Transparent data encryption (TDE) is database-native encryption that encrypts data at the storage layer. The database handles encryption and decryption transparently to the application. Application-level encryption encrypts data at the application layer before sending it to the database. The application handles encryption and decryption. Both are necessary: TDE provides protection against disk theft and unauthorised database access. Application-level encryption provides protection against database administrators and database compromise. Example: TDE encrypts the entire database file. Application-level encryption encrypts specific fields (user prompts, agent outputs) with per-tenant keys.
How do I choose between KMS and HSM for key management?
KMS (Key Management Service) is a cloud-based key management service (AWS KMS, GCP KMS, Azure Key Vault). It provides key storage, rotation, access control, and audit logging. HSM (Hardware Security Module) is a hardware device that stores keys in a tamper-resistant module. HSM provides the highest security but is more expensive and complex to manage. Choose KMS for cloud deployments and cost-effective key management. Choose HSM for on-premises deployments and highest security requirements (e.g., regulated industries). Both provide secure key storage, but HSM provides additional protection against physical attacks.
How does key rotation work with encrypted data?
Key rotation involves generating a new encryption key and re-encrypting data with the new key. The process: 1) Generate new key. 2) Decrypt data with old key. 3) Encrypt data with new key. 4) Delete old key. For large datasets, this can be time-consuming. Optimisation strategies: 1) Rotate keys incrementally — re-encrypt data in batches. 2) Use key hierarchy — encrypt data with data encryption keys (DEKs), encrypt DEKs with master keys, rotate master keys only. 3) Schedule rotation during low-traffic periods. 4) Use lazy re-encryption — re-encrypt data on access.

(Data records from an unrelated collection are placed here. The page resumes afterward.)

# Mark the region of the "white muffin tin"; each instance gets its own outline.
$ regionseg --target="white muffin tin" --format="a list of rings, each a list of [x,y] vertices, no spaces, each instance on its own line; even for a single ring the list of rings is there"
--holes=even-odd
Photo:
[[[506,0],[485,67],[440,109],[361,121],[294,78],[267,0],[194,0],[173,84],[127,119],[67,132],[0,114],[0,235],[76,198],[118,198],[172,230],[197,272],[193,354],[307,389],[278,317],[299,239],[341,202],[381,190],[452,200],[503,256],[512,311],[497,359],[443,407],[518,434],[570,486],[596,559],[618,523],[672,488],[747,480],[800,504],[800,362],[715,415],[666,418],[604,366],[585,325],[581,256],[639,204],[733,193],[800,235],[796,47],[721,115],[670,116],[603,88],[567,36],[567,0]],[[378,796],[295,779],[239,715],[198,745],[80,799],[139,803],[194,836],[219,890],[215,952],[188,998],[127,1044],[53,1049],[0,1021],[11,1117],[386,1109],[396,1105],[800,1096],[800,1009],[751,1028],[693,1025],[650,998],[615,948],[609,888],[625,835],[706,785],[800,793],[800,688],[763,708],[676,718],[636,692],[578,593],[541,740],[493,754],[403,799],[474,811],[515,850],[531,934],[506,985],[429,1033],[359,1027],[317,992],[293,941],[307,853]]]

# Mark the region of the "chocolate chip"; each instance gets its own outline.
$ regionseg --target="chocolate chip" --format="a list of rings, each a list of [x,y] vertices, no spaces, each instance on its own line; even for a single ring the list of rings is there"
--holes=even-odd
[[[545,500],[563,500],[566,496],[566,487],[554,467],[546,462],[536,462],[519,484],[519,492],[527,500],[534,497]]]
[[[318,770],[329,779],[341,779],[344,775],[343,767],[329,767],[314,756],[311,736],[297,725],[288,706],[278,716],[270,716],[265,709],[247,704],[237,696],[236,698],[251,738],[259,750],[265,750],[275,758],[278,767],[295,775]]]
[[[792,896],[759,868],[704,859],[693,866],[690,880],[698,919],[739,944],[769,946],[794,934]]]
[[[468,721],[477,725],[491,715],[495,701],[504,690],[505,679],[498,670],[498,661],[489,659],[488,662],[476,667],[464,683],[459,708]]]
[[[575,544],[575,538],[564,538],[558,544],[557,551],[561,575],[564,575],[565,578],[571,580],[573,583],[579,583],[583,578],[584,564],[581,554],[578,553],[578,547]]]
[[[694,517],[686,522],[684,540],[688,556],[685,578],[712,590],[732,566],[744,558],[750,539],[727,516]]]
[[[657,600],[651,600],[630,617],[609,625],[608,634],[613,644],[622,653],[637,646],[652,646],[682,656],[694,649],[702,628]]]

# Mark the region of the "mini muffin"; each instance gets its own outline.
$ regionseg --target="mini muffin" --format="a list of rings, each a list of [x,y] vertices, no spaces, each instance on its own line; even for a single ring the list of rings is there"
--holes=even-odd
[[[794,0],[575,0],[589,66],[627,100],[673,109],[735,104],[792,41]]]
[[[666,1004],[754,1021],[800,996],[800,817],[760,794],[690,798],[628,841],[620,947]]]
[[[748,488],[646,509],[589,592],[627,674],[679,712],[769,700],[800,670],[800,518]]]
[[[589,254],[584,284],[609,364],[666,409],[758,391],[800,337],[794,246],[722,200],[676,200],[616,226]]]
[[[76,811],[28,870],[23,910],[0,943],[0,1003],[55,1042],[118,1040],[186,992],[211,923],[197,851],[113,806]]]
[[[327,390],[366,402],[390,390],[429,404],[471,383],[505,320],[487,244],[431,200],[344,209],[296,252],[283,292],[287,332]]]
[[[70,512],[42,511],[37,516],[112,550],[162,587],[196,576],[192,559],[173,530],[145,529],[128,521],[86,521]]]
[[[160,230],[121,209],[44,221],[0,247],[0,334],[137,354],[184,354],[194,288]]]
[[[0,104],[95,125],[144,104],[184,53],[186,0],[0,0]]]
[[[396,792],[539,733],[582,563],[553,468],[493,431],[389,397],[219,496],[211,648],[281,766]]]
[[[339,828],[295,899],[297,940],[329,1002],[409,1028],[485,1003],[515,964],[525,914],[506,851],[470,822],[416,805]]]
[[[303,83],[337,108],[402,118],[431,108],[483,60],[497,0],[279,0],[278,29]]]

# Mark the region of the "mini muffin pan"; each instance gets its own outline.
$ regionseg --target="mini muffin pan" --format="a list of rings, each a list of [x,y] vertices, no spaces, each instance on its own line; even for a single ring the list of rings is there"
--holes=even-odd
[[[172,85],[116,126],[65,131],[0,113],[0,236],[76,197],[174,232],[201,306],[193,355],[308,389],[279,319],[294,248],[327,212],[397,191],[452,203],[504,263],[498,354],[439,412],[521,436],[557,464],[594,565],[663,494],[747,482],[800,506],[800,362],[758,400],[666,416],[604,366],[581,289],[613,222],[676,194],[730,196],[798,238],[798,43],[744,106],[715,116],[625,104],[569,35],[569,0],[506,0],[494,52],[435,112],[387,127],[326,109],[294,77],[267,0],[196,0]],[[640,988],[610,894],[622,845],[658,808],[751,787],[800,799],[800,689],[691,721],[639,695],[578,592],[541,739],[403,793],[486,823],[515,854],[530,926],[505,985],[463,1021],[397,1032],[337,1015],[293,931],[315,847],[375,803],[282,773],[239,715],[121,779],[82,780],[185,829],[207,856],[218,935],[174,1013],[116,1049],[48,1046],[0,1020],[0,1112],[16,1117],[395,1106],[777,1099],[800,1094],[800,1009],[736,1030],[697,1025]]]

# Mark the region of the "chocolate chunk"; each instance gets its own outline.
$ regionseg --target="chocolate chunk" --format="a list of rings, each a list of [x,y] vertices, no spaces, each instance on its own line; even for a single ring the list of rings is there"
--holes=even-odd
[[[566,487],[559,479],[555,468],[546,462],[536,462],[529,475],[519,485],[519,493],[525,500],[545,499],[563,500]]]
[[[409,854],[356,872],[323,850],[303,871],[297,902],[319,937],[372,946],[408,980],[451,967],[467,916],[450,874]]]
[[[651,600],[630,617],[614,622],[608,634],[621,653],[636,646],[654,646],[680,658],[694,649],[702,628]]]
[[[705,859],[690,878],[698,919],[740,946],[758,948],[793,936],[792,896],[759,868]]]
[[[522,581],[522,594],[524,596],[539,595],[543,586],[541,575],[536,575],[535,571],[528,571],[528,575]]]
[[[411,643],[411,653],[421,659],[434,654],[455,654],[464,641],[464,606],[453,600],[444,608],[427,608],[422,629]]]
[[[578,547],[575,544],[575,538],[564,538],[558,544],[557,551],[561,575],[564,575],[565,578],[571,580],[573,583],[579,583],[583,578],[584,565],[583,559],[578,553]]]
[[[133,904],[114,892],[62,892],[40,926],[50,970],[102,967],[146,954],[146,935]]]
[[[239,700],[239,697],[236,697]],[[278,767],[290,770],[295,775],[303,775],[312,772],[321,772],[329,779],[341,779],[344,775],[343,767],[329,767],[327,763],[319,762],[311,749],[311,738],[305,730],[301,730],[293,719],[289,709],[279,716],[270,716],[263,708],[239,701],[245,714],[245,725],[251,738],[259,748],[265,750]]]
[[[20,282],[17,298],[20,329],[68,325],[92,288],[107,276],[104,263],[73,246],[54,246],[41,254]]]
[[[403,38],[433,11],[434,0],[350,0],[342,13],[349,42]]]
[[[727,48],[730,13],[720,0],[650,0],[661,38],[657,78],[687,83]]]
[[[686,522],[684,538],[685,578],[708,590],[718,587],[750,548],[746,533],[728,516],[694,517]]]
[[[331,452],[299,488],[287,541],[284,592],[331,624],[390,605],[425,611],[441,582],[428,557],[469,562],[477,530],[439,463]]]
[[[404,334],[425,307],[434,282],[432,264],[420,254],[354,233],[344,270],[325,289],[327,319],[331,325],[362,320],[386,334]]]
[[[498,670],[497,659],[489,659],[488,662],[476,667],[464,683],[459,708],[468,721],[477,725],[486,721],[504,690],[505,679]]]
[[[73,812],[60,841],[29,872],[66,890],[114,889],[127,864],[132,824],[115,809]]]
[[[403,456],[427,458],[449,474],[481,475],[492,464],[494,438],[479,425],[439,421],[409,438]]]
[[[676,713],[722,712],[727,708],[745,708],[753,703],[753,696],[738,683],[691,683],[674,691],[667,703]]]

What are the risks of not encrypting LLM data at rest?
Not encrypting LLM data at rest can lead to: 1) Data theft — attackers can steal unencrypted data from disk, backups, or database dumps. 2) Regulatory violations — non-compliance with GDPR, HIPAA, PCI DSS, etc., which require encryption of sensitive data. 3) Legal liability — lawsuits for data breaches. 4) Reputation damage — public backlash for data breaches. 5) Insider threats — database administrators or employees with database access can read unencrypted data. 6) Physical theft — stolen servers or disks contain unencrypted data. Encryption at rest protects against these risks by rendering data unreadable without the encryption key.